Podczas wyścigu miał miejsce wypadek Pierre’a Levegha jadącego w Mercedesie, poza kierowcą zginęło w nim 82 widzów, a dalszych 120 odniosło rany i obrażenia.
"Na 33 okrążeniu, naprzeciwko głównej trybuny, Hawthorn niespodziewanie podjął decyzję o zjechaniu do boksu i zaczął hamować. Zaskoczony jadący za nim Lance Macklin w celu uniknięcia kolizji wykonał gwałtowny skręt w lewo, nie widząc, że z pełną prędkością pędzą tuż za nim dwa Mercedesy, którymi kierowali Levegh i Fangio. Levegh w ostatniej chwili uniósł rękę by ostrzec Fangia, po czym uderzył w Macklina z prędkością ponad 200 km/h. Jego pojazd, wyrzucony w powietrze, uderzył w szczyt wału ziemnego przed zatłoczoną trybuną i roztrzaskał się. Zginął kierowca. Silnik i fragmenty karoserii zabiły wielu widzów, przy czym pokrywa silnika − wirując z ogromną prędkością − zadziałała jak nóż gilotyny."

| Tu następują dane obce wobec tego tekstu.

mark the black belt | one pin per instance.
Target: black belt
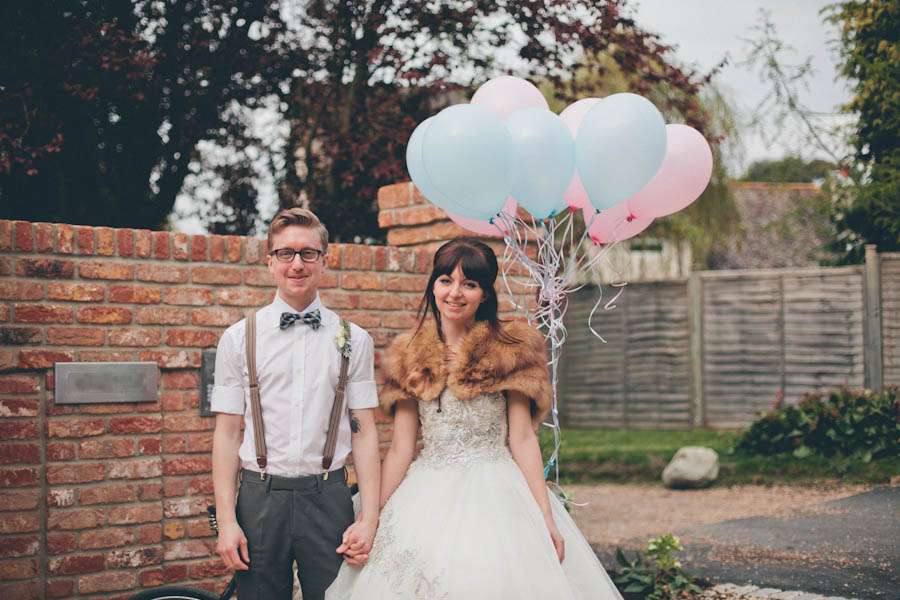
(307, 483)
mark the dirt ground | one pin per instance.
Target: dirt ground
(628, 514)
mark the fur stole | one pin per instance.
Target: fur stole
(415, 366)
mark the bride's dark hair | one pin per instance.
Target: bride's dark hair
(478, 263)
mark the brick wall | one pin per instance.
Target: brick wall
(412, 221)
(99, 500)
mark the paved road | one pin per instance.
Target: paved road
(848, 547)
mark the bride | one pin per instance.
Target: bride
(471, 517)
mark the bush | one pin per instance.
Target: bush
(656, 574)
(857, 424)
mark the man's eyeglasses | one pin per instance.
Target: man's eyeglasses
(287, 254)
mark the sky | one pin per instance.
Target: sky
(705, 31)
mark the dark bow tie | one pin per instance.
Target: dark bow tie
(313, 318)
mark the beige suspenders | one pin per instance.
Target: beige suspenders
(337, 406)
(259, 436)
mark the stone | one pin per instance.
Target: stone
(691, 467)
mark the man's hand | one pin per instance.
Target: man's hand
(232, 547)
(357, 542)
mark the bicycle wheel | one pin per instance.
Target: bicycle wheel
(174, 592)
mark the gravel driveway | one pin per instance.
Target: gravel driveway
(831, 540)
(627, 514)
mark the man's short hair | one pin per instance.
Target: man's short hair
(301, 217)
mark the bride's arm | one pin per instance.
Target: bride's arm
(403, 446)
(526, 451)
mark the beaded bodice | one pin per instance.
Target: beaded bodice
(459, 433)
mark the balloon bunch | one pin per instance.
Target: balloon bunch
(614, 160)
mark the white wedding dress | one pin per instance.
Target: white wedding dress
(463, 524)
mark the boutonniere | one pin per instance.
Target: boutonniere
(342, 339)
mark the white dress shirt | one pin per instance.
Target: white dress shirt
(298, 371)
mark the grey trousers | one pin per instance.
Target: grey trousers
(288, 520)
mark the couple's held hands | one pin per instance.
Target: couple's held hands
(559, 543)
(232, 547)
(357, 542)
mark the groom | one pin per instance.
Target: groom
(293, 504)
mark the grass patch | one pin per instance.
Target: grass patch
(628, 455)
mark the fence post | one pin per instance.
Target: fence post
(872, 354)
(695, 320)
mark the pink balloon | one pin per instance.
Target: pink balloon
(681, 178)
(507, 94)
(575, 195)
(485, 228)
(613, 225)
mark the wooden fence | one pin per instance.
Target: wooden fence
(717, 349)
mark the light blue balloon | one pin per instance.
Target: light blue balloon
(620, 145)
(543, 160)
(421, 179)
(466, 152)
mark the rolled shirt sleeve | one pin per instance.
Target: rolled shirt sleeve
(228, 390)
(361, 389)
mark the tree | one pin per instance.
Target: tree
(373, 70)
(792, 169)
(870, 54)
(104, 125)
(863, 193)
(103, 103)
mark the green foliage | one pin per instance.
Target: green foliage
(790, 169)
(870, 53)
(656, 574)
(639, 455)
(103, 103)
(858, 425)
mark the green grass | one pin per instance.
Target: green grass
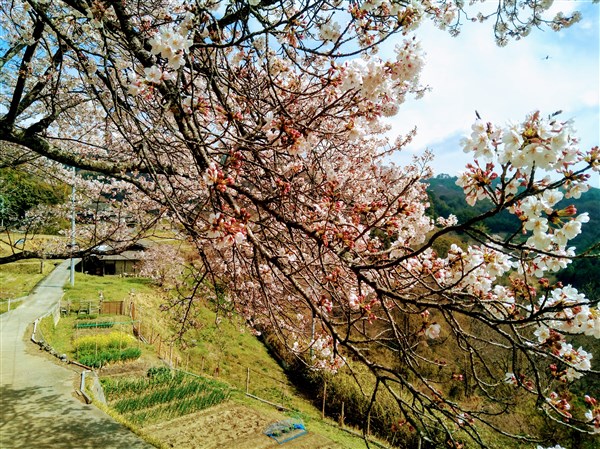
(146, 400)
(13, 305)
(18, 279)
(114, 288)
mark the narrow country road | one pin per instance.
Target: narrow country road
(37, 404)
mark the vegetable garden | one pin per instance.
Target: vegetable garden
(163, 395)
(97, 350)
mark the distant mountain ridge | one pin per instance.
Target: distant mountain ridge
(447, 198)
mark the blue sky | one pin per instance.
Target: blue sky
(546, 71)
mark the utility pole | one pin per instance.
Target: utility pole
(72, 277)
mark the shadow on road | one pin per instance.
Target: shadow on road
(27, 421)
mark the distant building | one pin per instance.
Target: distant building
(103, 262)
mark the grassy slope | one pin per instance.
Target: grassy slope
(19, 278)
(227, 345)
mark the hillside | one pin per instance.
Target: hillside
(447, 198)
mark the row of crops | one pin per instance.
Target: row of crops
(99, 349)
(163, 395)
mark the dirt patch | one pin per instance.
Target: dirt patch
(229, 426)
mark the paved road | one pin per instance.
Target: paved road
(37, 402)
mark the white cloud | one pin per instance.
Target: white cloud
(546, 71)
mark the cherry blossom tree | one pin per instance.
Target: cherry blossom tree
(259, 126)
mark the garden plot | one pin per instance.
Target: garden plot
(230, 426)
(163, 395)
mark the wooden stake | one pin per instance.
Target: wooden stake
(324, 399)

Co zaskakujące postanowiono nie przerywać wyścigu. Mimo prowadzenia Mercedes - na znak żałoby - wycofał swoje pozostale samochody z wyścigu.

https://youtu.be/DrTrZaHSl1I

#gruparatowaniapoziomu #motoryzacja #lemans
vantropf - Le Mans 24 - wypadek z 1955 roku.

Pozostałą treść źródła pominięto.